En fait, on a voulu par le biais de cette analyse mettre à nu l'autre facette de la tragédie algérienne. Dans notre pays, les décideurs se sont évertués depuis plus d'une décennie à gaver le peuple par des réformes qui sont plus proches du travail de sape que d'autre chose et tendent à gonfler de manière factice les résultats de la réussite et satisfaire les vœux de la société en engouffrant les étudiants titulaires de diplômes du baccalauréat dont la crédibilité est entachée d'irrégularités et des moyennes gonflées dans les universités, ce qui nous pousse en toute logique à nous poser des questions pertinentes : Pourquoi l'Algérie n'envoie-t-elle pas ses brillants élèves pour participer à cette olympiade des mathématiques comme ont participé leurs pairs d'autres pays afin que nous puissions constater de visu le degré de succès des réformes de Benzaghou et de Benbouzid? Le vrai défi de Benbouzid ou de son successeur serait d'envoyer une équipe des meilleurs élèves en Algérie afin de pouvoir participer à la prochaine olympiade en Colombie (après l'avoir préparé bien sûr).
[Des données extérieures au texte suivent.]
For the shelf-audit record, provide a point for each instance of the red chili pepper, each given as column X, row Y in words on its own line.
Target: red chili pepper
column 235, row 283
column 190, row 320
Il ne serait jamais question ici de douter ou de minimiser les capacités de nos enfants mais force est de constater que la réussite scientifique n'est pas l'unique résultante d'une l'intelligence innée mais elle est aussi produit d'un système éducatif sain, jumelé à un entraînement et un perfectionnement des dons innés, ce qui fait cruellement défaut d'ailleurs dans notre système à nous dans la mesure où un système de cours de soutien (rattrapage), de rachat, de la couleur des tabliers, du gavage dans l'apprentissage, des résultats gonflés à l'extrême n'est fait que pour enterrer les compétences et non pour les forger.
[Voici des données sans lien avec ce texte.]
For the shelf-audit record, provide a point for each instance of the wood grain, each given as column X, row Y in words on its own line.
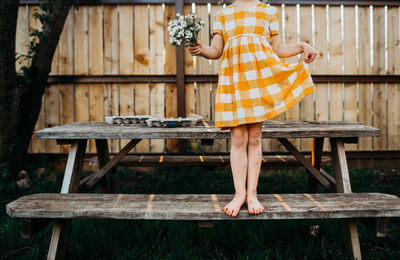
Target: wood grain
column 202, row 206
column 271, row 129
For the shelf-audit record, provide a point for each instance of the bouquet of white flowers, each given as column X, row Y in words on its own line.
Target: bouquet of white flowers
column 184, row 29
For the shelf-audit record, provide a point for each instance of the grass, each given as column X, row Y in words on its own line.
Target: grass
column 246, row 239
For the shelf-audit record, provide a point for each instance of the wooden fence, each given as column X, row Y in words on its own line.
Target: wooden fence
column 114, row 39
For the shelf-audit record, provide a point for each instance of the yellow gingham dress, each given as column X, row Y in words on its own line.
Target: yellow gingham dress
column 254, row 84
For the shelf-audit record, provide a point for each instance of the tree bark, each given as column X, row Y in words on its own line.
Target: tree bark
column 8, row 82
column 23, row 102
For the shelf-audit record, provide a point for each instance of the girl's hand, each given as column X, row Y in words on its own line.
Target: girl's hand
column 309, row 52
column 196, row 49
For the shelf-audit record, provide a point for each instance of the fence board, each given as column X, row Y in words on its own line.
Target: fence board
column 378, row 67
column 321, row 66
column 96, row 67
column 275, row 145
column 142, row 66
column 364, row 58
column 335, row 65
column 307, row 103
column 21, row 46
column 190, row 94
column 350, row 67
column 157, row 90
column 393, row 68
column 81, row 64
column 111, row 66
column 38, row 146
column 291, row 36
column 203, row 93
column 126, row 62
column 171, row 98
column 66, row 65
column 220, row 145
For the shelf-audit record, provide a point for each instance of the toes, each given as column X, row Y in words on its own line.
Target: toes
column 234, row 213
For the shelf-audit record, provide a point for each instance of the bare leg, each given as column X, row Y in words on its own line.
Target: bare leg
column 238, row 157
column 254, row 155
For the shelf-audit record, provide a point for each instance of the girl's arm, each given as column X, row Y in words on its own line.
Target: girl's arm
column 212, row 52
column 289, row 50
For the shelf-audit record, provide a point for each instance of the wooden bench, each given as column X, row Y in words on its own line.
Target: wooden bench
column 203, row 160
column 376, row 206
column 202, row 206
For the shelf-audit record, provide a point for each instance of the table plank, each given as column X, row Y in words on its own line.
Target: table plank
column 271, row 129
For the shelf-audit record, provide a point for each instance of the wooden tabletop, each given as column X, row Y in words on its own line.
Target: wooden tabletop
column 206, row 130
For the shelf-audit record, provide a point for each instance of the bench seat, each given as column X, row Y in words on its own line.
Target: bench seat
column 202, row 206
column 203, row 160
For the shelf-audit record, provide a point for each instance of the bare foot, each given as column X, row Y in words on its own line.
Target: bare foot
column 233, row 207
column 254, row 206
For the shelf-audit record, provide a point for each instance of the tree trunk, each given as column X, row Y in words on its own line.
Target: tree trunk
column 19, row 115
column 9, row 101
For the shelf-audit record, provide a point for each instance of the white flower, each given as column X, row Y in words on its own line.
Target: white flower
column 184, row 29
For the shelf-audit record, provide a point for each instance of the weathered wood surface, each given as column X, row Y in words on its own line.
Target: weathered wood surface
column 202, row 206
column 209, row 160
column 271, row 129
Ironie du sort, il est une chose qui attriste le cœur quand on sait qu'un pays dévasté par la guerre civile comme la Syrie a participé avec une équipe aussi complète qu'homogène…tandis que l'on trouve un autre pays, détenteur d'un excédent financier faramineux et qui de surcroît dépense des milliards de dollars pour commercialiser médiatiquement l'étiquette aussi bien du développement que de la stabilité et dont les ministres de l'éducation s'enorgueillissent du nombre des réussites, tristement timoré ou incapable d'envoyer une petite poignée d'élèves pour se lancer dans une compétition comme leurs pairs dans bien d'autres pays du monde? Ou s'agirait-il alors d'un acte prémédité?
L'olympiade des mathématiques est une noble compétition qui ne nécessite pas un pactole d'argent ni une importante médiatisation. Elle est dépourvue d'offres de publicité, de droits de diffusion suspects et de scandales à répétition de dopage. C'est une compétition où il n'y a plus de place au népotisme ni aux interventions, où le pauvre est égal au riche, où l'on saurait découvrir à quel point les nations mettent à profit leur potentiel humain et estiment le savoir à sa juste valeur. Elle est également le carrefour où se rencontrent les génies de demain et les bâtisseurs de civilisations. C'est pourquoi on ne devrait plus tomber des nues quand on voit l'Iran s'échiner à perfectionner son programme nucléaire alors que l'Algérie se noie encore davantage dans les ténèbres du pétrole et du gaz.
Il faut que le peuple algérien sache que tous les indicateurs et les arguments prouvent à merveille que ce qui se trame contre lui en plein jour, dépasse les limites de l'erreur et de l'intelligence. C'est incontestablement une opération de sabotage concertée des fondements de la nation et une tentative de faire régresser les algériens au stade d' «Indigènes» de l'époque coloniale. Le comble, c'est que cette fois-ci, nos compatriotes sont submergés par un analphabétisme avec des diplômes scientifiques virtuels.